本发明提供一种东星斑抗病良种培育的基因组选择方法,所述的方法是使用不同地理来源的、非家系的东星斑幼鱼构建抗病参考群体,用于构建抗病参考群体的东星斑幼鱼是通过抗病力筛选后获得的;将具有抗病表型、但未纳入参考群体的个体作为验证群体,用于验证本发明提供的SNP位点计算基因组估计育种值的效果,这些SNP位点中包含了与东星斑抗病相关的SNP位点;使用本发明提供的SNP位点计算候选群体的基因组估计育种值,基因组估计育种值高的个体抗病力较强,可用于东星斑抗病良种培育。本发明所提供的基于基因组选择技术的东星斑抗病良种培育方法可用于筛选抗病力强的亲本,选出的亲本可用于东星斑抗病选育,为提高东星斑养殖群体的存活率提供了技术手段。

Description

东星斑抗病良种培育的基因组选择方法 技术领域
本发明属于水产遗传育种技术领域,具体涉及一种东星斑抗病良种培育的基因组选择方法。
背景技术
东星斑,学名豹纹鳃棘鲈(Plectropomus leopardus),隶属鲈形目,鮨科,石斑鱼亚科,鳃棘鲈属。东星斑肉质细腻、味道鲜美,通体呈靓丽红色,具有很高的经济价值和观赏价值,为海水名贵养殖鱼类。由于市场需求量大,野生种群数量因过度捕捞大幅下降,导致东星斑成为市场上一种稀缺的鱼类。近年来,随着东星斑人工养殖技术的突破和发展,养殖范围和规模逐渐扩大。不过,由于高密度养殖模式盛行,加之东星斑养殖环境恶化和种质退化,养殖过程中病害频发,造成了巨大的经济损失。其中,由哈维氏弧菌(Vibrio harveyi)引起的“烂身病”成为了困扰养殖户的一大难题。例如:海南地区曾在2011年爆发过以哈维氏弧菌为优势菌的细菌性疾病,病鱼大量死亡并出现尾部溃烂、全身发白等症状。通常,养殖户应对疾病多以预防为主,出现疾病后往往采用全池泼洒抗生素,如土霉素、恩诺沙星和诺氟沙星等药物进行治疗。但大面积使用抗生素不仅影响水产品质量,还会造成食品安全问题、影响商品鱼价值,给消费者带来潜在的危害。因此,培育东星斑抗病良种,提高东星斑养殖群体自身的抗病力十分必要。

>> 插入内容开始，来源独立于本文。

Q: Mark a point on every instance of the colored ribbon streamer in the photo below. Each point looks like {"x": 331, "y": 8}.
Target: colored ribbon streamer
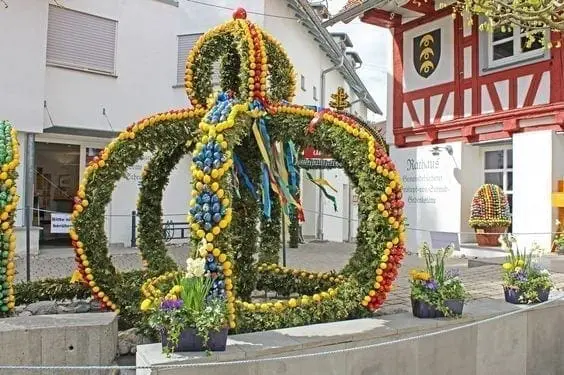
{"x": 265, "y": 183}
{"x": 322, "y": 188}
{"x": 240, "y": 170}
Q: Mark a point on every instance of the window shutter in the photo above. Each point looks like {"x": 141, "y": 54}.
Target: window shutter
{"x": 81, "y": 40}
{"x": 185, "y": 44}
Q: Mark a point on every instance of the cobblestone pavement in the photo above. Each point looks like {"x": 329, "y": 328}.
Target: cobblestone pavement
{"x": 481, "y": 282}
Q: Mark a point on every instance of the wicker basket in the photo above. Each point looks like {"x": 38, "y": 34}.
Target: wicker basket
{"x": 489, "y": 236}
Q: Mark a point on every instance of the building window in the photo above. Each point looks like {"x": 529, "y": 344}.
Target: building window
{"x": 506, "y": 46}
{"x": 185, "y": 44}
{"x": 498, "y": 170}
{"x": 81, "y": 41}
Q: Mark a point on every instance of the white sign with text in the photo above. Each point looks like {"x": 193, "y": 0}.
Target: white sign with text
{"x": 60, "y": 223}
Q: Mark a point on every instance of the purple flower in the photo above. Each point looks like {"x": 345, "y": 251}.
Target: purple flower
{"x": 168, "y": 305}
{"x": 451, "y": 274}
{"x": 431, "y": 284}
{"x": 521, "y": 276}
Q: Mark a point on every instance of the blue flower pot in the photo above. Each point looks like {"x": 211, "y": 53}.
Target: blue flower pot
{"x": 189, "y": 341}
{"x": 514, "y": 296}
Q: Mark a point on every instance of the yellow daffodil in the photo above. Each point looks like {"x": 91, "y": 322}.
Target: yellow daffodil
{"x": 146, "y": 304}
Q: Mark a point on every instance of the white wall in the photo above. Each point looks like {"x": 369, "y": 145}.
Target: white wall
{"x": 432, "y": 190}
{"x": 533, "y": 181}
{"x": 22, "y": 72}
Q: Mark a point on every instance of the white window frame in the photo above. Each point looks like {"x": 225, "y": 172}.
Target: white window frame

如何准确挑选具有育种潜力的个体是良种培育的核心问题。在鱼类抗病选育中,通常利用大规模建立的家系和人工感染实验获取抗病表型,之后通过最佳线性无偏预测(PBLUP)估算出的估计育种值(EBV)进行选育。然而,为了避免病原的垂直传播,人工感染实验中存活的个体一般不用作繁育亲本,而是从EBV 高的家系中选择未感染的健康个体进行繁育。因此,选择效率不高,每年可获得的遗传进展有限。若选育的鱼类无法建立家系,则依据表型或经验选择,导致选育效率大幅度下降。目前,东星斑的人工繁育主要依靠自然产卵和自然受精,无法建立家系。因此,在东星斑这类难以建立家系的鱼类中缺乏有效的选育方法。本发明详述了利用非家系群体培育东星斑抗病良种的方法,旨在提供一种培育东星斑良种的技术方法,为难以建立家系的鱼类的选育提供新思路。
发明内容
本发明的目的是建立一种基于非家系群体的东星斑抗病良种培育的基因组选择方法,以克服传统选育中需要建立家系和选择准确性较低的问题,为培育东星斑抗病良种提供分子育种方法,提高东星斑养殖群体抗病力,推动东星斑抗病良种培育进程。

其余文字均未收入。